Loading

Aan de slag met materiaalregistratie

Inleiding

Dit onderdeel bevat een algemene beschrijving van het uitvoeren van een materiaalregistratie. De volgende onderdelen bevatten een gedetailleerde beschrijving.

Procedure

  1. Selecteer op het bedieningspaneel het materiaal waarvoor u de materiaalregistratie wilt uitvoeren. U kunt een materiaalregistratie starten vanuit het venster Laden (druk op [Laden] -> [Optimaliseren] ) of vanuit de materiaalcatalogus (druk op [Systeem] -> [Afdrukmateriaal] ). Hier kunt u het desbetreffende materiaal selecteren.

    De materiaalregistratie uitvoeren via het venster Laden
    De materiaalregistratie uitvoeren via de materiaalcatalogus
  2. Druk op [Registratie] .

  3. Wanneer u een materiaalregistratie start via de materiaalcatalogus, selecteert u de invoerrichting waarvoor u de materiaalregistratie wilt uitvoeren. De materiaalregistratie kan verschillend zijn voor LEF en SEF.

    Wanneer u een materiaalregistratie start vanuit het venster Laden, is de invoerrichting al geselecteerd.

    Als de printer nog niet is opgewarmd, begint de materiaalregistratie met het opwarmen van de printer.

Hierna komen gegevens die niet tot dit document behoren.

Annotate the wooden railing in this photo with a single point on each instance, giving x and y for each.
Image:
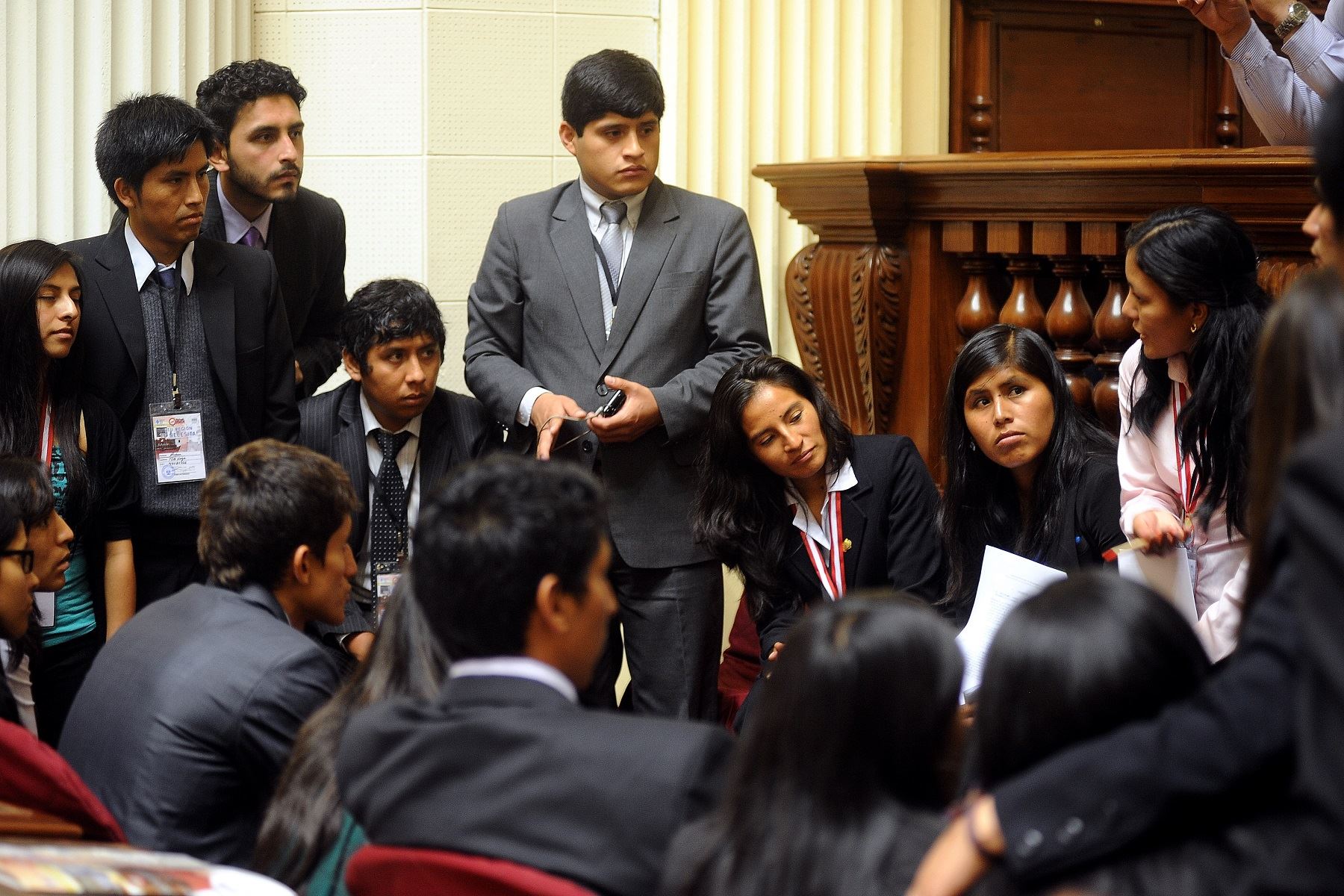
(914, 255)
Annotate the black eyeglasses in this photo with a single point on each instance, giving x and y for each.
(25, 558)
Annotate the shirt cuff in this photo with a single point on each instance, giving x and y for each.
(524, 408)
(1251, 49)
(1308, 43)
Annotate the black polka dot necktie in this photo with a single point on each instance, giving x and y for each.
(388, 517)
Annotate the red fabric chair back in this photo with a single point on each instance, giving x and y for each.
(399, 871)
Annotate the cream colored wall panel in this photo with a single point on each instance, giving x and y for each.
(364, 80)
(647, 8)
(464, 195)
(495, 6)
(269, 37)
(488, 85)
(349, 6)
(577, 37)
(455, 329)
(383, 199)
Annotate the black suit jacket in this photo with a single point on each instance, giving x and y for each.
(307, 238)
(455, 429)
(892, 520)
(188, 715)
(246, 335)
(510, 768)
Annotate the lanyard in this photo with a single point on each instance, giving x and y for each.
(49, 435)
(833, 578)
(401, 519)
(1184, 465)
(176, 317)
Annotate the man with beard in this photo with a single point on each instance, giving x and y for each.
(255, 199)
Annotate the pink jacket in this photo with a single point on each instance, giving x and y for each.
(1149, 481)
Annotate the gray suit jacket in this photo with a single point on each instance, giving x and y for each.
(690, 308)
(188, 715)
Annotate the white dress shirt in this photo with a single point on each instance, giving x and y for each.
(1285, 96)
(406, 462)
(591, 207)
(144, 264)
(234, 222)
(515, 668)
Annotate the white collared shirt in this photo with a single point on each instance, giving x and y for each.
(593, 205)
(144, 264)
(515, 668)
(406, 462)
(819, 531)
(234, 222)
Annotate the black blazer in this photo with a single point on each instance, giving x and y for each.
(890, 517)
(307, 238)
(453, 430)
(188, 715)
(1223, 751)
(510, 768)
(246, 335)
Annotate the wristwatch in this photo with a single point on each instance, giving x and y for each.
(1297, 13)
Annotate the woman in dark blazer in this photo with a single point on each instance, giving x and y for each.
(1026, 470)
(803, 508)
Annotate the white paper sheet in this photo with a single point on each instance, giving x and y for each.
(1167, 574)
(1006, 581)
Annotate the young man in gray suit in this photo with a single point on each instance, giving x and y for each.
(511, 573)
(188, 715)
(616, 282)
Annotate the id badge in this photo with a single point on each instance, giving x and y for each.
(179, 442)
(45, 602)
(386, 575)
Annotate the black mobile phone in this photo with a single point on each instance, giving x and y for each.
(615, 402)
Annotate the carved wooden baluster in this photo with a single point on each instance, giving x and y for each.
(1110, 327)
(1068, 320)
(977, 309)
(1021, 308)
(1228, 131)
(980, 122)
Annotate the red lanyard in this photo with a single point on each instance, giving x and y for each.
(1184, 465)
(833, 578)
(49, 435)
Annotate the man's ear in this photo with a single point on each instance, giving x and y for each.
(553, 606)
(302, 564)
(125, 193)
(220, 158)
(569, 136)
(351, 366)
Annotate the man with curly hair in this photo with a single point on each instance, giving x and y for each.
(255, 199)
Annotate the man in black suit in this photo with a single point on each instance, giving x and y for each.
(393, 346)
(186, 339)
(255, 200)
(511, 571)
(187, 716)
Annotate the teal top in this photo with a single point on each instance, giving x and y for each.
(74, 602)
(329, 877)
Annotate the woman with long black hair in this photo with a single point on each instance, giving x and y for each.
(803, 508)
(1186, 399)
(45, 414)
(1027, 472)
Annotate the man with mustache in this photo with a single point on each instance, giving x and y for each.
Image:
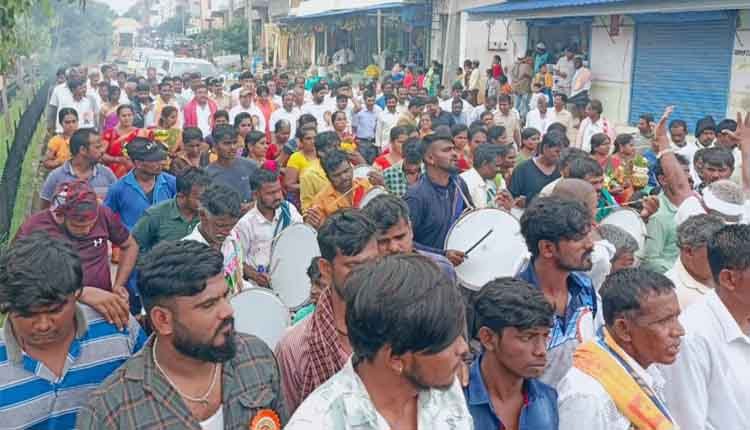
(610, 386)
(513, 321)
(440, 196)
(261, 224)
(219, 211)
(54, 350)
(405, 322)
(195, 371)
(558, 236)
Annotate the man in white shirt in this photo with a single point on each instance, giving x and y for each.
(609, 386)
(385, 122)
(84, 105)
(246, 105)
(288, 112)
(564, 71)
(480, 179)
(261, 224)
(318, 108)
(562, 116)
(490, 103)
(405, 323)
(540, 118)
(708, 387)
(691, 273)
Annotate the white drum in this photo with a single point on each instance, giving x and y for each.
(361, 172)
(370, 195)
(259, 312)
(630, 221)
(291, 253)
(501, 253)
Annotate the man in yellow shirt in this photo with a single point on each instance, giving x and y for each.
(343, 191)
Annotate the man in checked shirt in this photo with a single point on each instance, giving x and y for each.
(195, 372)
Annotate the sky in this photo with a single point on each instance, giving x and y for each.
(119, 6)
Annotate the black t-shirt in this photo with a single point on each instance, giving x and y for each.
(528, 180)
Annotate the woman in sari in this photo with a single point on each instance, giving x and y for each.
(117, 138)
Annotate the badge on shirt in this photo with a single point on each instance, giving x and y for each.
(266, 419)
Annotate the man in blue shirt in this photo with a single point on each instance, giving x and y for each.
(513, 321)
(54, 351)
(440, 196)
(364, 124)
(558, 236)
(145, 186)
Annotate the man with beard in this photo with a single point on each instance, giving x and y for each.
(513, 320)
(261, 224)
(50, 341)
(405, 322)
(175, 218)
(76, 216)
(195, 371)
(344, 191)
(558, 235)
(609, 386)
(219, 212)
(440, 196)
(394, 234)
(87, 149)
(318, 347)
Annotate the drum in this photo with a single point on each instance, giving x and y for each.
(291, 253)
(501, 253)
(361, 172)
(630, 221)
(370, 195)
(259, 312)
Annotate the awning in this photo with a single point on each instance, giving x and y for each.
(514, 7)
(312, 9)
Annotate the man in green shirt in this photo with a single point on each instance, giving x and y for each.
(661, 249)
(175, 218)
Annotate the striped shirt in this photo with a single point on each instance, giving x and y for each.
(32, 397)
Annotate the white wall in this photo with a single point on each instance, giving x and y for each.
(739, 94)
(612, 67)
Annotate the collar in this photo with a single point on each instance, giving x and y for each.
(15, 352)
(687, 279)
(477, 393)
(68, 168)
(730, 330)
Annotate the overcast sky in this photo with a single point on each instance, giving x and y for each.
(120, 6)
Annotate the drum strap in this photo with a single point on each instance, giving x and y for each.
(284, 220)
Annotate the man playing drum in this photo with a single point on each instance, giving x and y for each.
(394, 234)
(343, 192)
(261, 224)
(318, 347)
(440, 196)
(558, 235)
(195, 371)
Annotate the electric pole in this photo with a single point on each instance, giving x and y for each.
(249, 11)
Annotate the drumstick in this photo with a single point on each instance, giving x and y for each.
(486, 235)
(632, 202)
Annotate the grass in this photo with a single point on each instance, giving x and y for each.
(28, 184)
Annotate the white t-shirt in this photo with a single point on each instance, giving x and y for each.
(282, 113)
(253, 111)
(204, 118)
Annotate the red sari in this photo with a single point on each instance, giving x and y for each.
(115, 146)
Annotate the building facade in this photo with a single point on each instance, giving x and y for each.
(644, 55)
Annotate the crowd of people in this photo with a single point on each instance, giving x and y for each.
(183, 184)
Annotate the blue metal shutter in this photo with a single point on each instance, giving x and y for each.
(686, 64)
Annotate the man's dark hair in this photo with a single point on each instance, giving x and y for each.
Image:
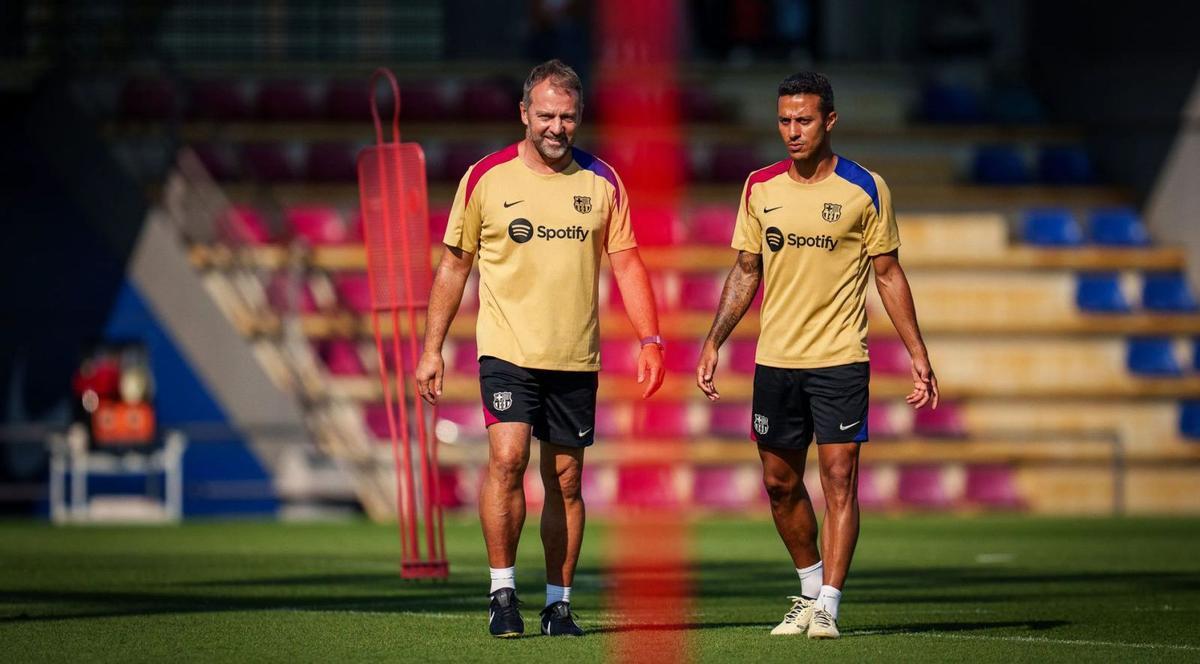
(809, 83)
(559, 75)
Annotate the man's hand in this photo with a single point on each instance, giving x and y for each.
(649, 368)
(706, 370)
(429, 376)
(924, 384)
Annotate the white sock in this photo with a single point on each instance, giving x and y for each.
(828, 599)
(810, 579)
(557, 593)
(503, 578)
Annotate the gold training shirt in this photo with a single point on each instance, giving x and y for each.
(815, 240)
(539, 239)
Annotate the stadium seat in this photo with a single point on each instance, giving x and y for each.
(730, 419)
(341, 357)
(223, 100)
(1117, 227)
(889, 357)
(1000, 165)
(946, 422)
(739, 356)
(1167, 292)
(331, 162)
(353, 291)
(949, 103)
(991, 486)
(1189, 419)
(700, 291)
(148, 99)
(317, 225)
(1150, 356)
(723, 488)
(271, 162)
(219, 160)
(1065, 165)
(733, 162)
(712, 225)
(287, 100)
(658, 419)
(619, 356)
(1051, 227)
(241, 225)
(922, 486)
(1101, 293)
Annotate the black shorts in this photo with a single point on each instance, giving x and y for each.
(559, 405)
(792, 404)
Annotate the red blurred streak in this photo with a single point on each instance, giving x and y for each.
(639, 100)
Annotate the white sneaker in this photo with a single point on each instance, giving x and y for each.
(797, 620)
(822, 626)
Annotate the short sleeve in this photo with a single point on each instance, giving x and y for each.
(619, 233)
(747, 229)
(881, 233)
(466, 219)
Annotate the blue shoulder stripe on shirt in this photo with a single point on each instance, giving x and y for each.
(589, 162)
(853, 173)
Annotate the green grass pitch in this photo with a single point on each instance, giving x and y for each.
(989, 588)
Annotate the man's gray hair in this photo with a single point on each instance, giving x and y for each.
(559, 75)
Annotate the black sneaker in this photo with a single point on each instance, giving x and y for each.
(557, 620)
(504, 615)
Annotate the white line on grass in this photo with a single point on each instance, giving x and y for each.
(1025, 639)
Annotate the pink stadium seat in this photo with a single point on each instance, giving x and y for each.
(646, 486)
(318, 225)
(353, 291)
(220, 100)
(220, 160)
(719, 488)
(701, 291)
(712, 225)
(619, 357)
(243, 225)
(922, 486)
(946, 422)
(331, 162)
(730, 419)
(889, 357)
(148, 99)
(658, 419)
(738, 356)
(993, 486)
(341, 357)
(271, 162)
(287, 100)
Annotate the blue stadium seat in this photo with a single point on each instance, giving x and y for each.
(1152, 356)
(1117, 227)
(1065, 165)
(1000, 165)
(1189, 419)
(1167, 292)
(1101, 293)
(1051, 227)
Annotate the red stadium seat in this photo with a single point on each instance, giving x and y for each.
(713, 225)
(922, 486)
(221, 100)
(730, 419)
(288, 100)
(331, 162)
(318, 225)
(701, 291)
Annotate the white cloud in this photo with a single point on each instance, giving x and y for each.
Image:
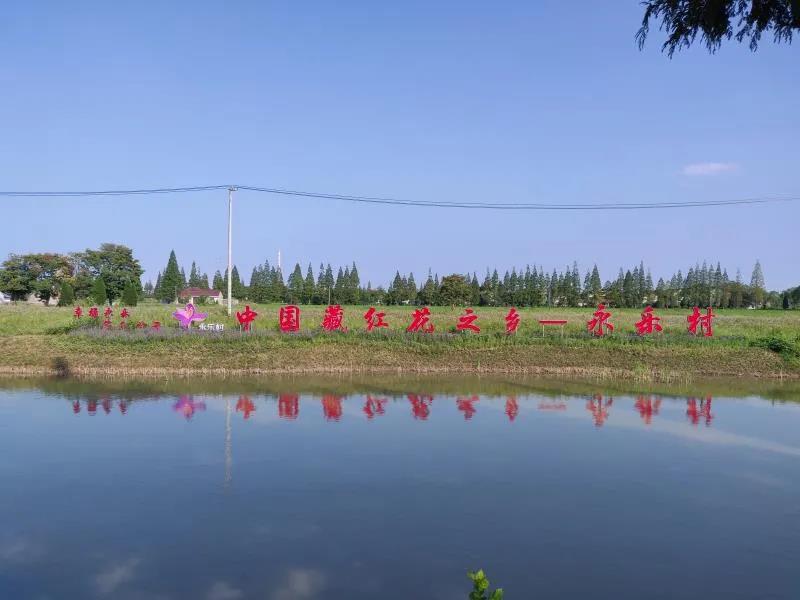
(109, 580)
(709, 168)
(301, 584)
(222, 590)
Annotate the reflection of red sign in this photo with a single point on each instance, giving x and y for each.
(647, 408)
(648, 323)
(420, 406)
(288, 406)
(467, 406)
(466, 322)
(289, 318)
(599, 324)
(512, 321)
(552, 406)
(374, 406)
(374, 319)
(599, 409)
(703, 321)
(246, 318)
(332, 320)
(245, 406)
(699, 410)
(420, 321)
(332, 407)
(512, 408)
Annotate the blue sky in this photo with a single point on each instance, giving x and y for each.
(516, 102)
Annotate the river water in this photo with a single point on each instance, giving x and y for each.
(298, 489)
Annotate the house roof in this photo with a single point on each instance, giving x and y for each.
(197, 292)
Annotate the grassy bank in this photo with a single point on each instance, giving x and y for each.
(746, 343)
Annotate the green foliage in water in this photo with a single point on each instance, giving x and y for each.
(480, 587)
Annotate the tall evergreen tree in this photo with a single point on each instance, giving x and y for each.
(171, 280)
(308, 286)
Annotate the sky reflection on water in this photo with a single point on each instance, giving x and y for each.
(388, 495)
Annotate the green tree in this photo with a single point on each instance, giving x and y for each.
(130, 295)
(171, 281)
(757, 285)
(308, 286)
(39, 274)
(455, 290)
(66, 296)
(718, 20)
(115, 263)
(99, 292)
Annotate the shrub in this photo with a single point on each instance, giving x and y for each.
(130, 295)
(67, 295)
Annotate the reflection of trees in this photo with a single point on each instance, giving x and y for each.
(374, 406)
(420, 406)
(467, 406)
(512, 408)
(599, 408)
(697, 410)
(187, 406)
(245, 406)
(647, 407)
(332, 407)
(288, 406)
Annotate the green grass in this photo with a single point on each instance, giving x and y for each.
(760, 343)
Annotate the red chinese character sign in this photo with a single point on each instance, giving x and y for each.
(649, 323)
(421, 321)
(466, 322)
(246, 318)
(600, 325)
(702, 321)
(374, 319)
(188, 315)
(332, 319)
(289, 319)
(512, 321)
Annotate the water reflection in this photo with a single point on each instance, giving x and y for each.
(599, 408)
(695, 411)
(187, 406)
(288, 407)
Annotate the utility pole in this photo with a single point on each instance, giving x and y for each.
(230, 248)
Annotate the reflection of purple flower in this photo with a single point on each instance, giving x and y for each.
(187, 315)
(188, 407)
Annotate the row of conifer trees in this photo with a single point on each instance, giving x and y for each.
(703, 285)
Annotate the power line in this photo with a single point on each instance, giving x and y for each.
(405, 202)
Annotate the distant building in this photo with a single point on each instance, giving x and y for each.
(197, 295)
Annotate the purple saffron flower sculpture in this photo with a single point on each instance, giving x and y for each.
(187, 315)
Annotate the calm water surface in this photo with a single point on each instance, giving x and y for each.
(129, 494)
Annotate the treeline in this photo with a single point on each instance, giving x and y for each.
(701, 285)
(106, 274)
(111, 273)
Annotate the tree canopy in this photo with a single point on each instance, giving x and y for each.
(718, 20)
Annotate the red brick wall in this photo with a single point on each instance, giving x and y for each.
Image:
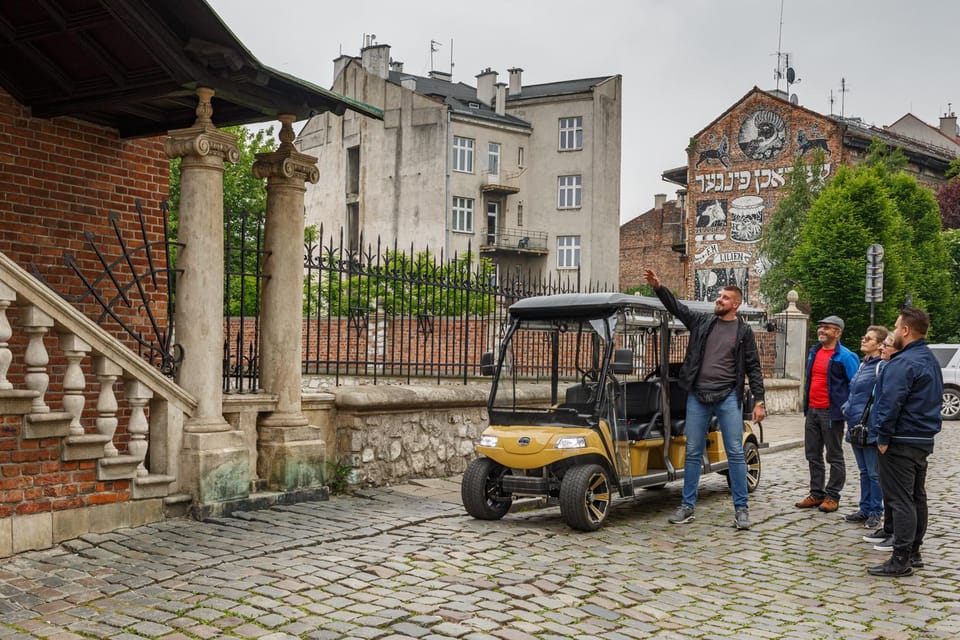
(59, 178)
(645, 243)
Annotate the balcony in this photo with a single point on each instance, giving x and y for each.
(523, 241)
(504, 182)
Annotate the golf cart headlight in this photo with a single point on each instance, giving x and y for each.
(488, 441)
(572, 442)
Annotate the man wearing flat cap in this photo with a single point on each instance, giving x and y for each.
(830, 367)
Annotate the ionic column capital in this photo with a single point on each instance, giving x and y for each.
(286, 164)
(203, 141)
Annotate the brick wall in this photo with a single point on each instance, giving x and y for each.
(58, 179)
(645, 243)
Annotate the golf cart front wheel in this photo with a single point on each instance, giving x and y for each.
(480, 490)
(585, 497)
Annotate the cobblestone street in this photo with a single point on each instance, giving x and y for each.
(406, 562)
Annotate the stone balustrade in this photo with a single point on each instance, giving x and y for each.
(133, 475)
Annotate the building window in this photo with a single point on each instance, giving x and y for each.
(353, 170)
(462, 154)
(463, 214)
(569, 192)
(571, 133)
(568, 252)
(493, 158)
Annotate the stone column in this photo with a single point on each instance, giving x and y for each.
(792, 341)
(291, 451)
(213, 466)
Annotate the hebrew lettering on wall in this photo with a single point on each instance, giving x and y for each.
(709, 282)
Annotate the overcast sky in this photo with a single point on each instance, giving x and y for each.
(683, 63)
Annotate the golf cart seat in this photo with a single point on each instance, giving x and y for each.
(580, 397)
(644, 419)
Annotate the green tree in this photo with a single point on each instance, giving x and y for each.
(875, 202)
(853, 211)
(244, 206)
(782, 232)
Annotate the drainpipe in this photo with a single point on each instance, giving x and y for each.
(448, 204)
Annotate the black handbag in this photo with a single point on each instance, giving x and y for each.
(858, 432)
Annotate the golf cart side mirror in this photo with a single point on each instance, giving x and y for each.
(623, 362)
(487, 366)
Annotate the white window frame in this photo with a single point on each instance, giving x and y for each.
(462, 211)
(463, 154)
(571, 133)
(493, 158)
(568, 252)
(569, 192)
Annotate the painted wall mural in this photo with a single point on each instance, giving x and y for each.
(746, 219)
(708, 282)
(733, 188)
(719, 154)
(758, 178)
(763, 135)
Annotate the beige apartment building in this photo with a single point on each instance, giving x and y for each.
(528, 176)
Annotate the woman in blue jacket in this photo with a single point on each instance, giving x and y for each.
(861, 388)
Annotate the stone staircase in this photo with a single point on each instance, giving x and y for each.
(96, 365)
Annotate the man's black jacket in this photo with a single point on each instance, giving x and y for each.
(700, 325)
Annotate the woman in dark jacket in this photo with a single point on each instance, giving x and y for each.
(861, 388)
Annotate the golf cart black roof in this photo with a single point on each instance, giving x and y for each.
(598, 305)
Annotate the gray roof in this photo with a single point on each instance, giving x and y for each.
(916, 151)
(563, 88)
(461, 98)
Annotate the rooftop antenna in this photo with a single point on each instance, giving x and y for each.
(434, 47)
(843, 91)
(778, 72)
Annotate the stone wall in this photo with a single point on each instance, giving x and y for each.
(390, 434)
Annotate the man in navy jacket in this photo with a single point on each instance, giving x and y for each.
(906, 413)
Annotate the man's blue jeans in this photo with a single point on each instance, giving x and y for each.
(871, 495)
(730, 416)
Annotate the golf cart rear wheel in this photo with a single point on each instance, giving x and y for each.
(751, 454)
(480, 490)
(585, 497)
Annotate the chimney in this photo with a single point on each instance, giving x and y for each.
(501, 98)
(339, 64)
(948, 124)
(375, 58)
(515, 86)
(485, 82)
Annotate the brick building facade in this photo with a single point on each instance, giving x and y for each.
(735, 175)
(644, 242)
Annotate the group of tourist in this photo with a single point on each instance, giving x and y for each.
(895, 390)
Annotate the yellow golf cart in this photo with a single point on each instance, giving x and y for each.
(583, 406)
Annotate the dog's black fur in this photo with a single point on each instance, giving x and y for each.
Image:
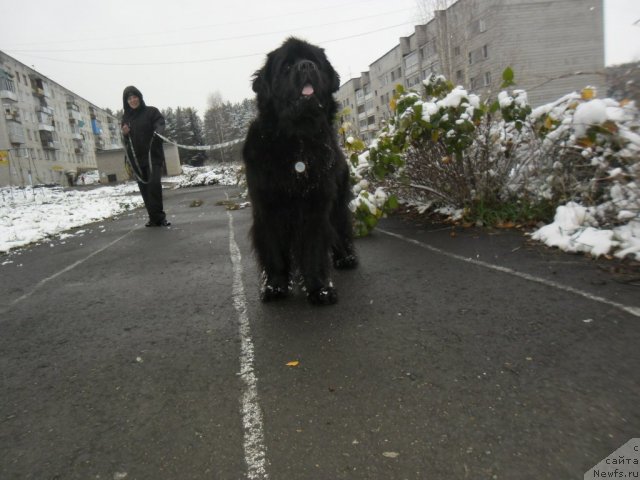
(297, 176)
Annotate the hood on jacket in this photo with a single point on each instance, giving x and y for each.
(131, 90)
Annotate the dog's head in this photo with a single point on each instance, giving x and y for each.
(297, 80)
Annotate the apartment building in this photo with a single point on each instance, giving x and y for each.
(554, 47)
(48, 134)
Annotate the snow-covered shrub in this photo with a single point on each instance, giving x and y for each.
(591, 154)
(228, 174)
(447, 148)
(367, 206)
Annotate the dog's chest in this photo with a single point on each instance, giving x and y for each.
(307, 167)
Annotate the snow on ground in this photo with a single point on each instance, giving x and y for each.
(34, 214)
(29, 215)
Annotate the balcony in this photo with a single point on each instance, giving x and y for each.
(46, 126)
(12, 114)
(16, 133)
(74, 116)
(8, 95)
(44, 109)
(50, 144)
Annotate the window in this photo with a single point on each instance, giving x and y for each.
(478, 26)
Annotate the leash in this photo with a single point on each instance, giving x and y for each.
(133, 160)
(201, 147)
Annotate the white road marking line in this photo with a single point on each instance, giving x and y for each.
(549, 283)
(254, 449)
(65, 270)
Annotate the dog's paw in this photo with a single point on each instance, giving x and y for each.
(323, 296)
(345, 263)
(269, 293)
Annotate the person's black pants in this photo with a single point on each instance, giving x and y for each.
(152, 193)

  4. Kies [Correctie van verschuiving/zoomfactor] of [Handmatige registratie]. U wordt aangeraden te starten met de automatische aanpassing van de materiaalregistratie.

    Druk bij [Correctie van verschuiving/zoomfactor] op [Starten].

    Wanneer u [Handmatige registratie] selecteert, gaat u naar stap 8.

  5. Volg de instructies op het bedieningspaneel om de afgedrukte registratievellen te scannen.

  6. U kunt het resultaat van de automatische registratieaanpassing controleren in de verificatiegrafiek.

    Druk op [Verificatiegrafiek afdrukken] om de verificatiegrafiek af te drukken.

    OPMERKING

    Afhankelijk van het materiaaltype en -formaat, hoeven de stippen, cirkels en lijnen in de verificatiegrafiek niet precies overeen te komen.

  7. Als de materiaalregistratie niet optimaal is, moet u een handmatige aanpassing van de materiaalregistratie uitvoeren. Na automatische materiaalregistratie is de materiaalregistratie echter in vrijwel alle gevallen optimaal.

    Druk bij [Handmatige registratie] op [Starten].

  8. Bij de handmatige registratieaanpassing kunt u de registratieparameters afzonderlijk aanpassen voor de voor- en achterzijde. Gebruik [Geavanceerde instell.] alleen in uitzonderlijke gevallen. Wees voorzichtig met [Geavanceerde instell.]. Deze instellingen beïnvloeden elkaar.

    De volgende onderdelen bevatten een gedetailleerde beschrijving.

    OPMERKING
    • X betekent een aanpassing in de invoerrichting.
    • Z betekent een aanpassing loodrecht op de invoerrichting.
  9. U kunt het resultaat van de handmatige registratieaanpassing controleren in de verificatiegrafiek.

    Druk op [Verificatiegrafiek afdrukken] om de verificatiegrafiek af te drukken.

    OPMERKING
    • Afhankelijk van het materiaaltype en -formaat, hoeven de stippen, cirkels en lijnen in de verificatiegrafiek niet precies overeen te komen.

    • U kunt een handmatige materiaalregistratie ook uitvoeren via Settings Editor. U wordt aangeraden de handmatige materiaalregistratie uit te voeren via het bedieningspaneel, omdat u de verificatiegrafiek meteen kunt afdrukken nadat u een instelling hebt gewijzigd.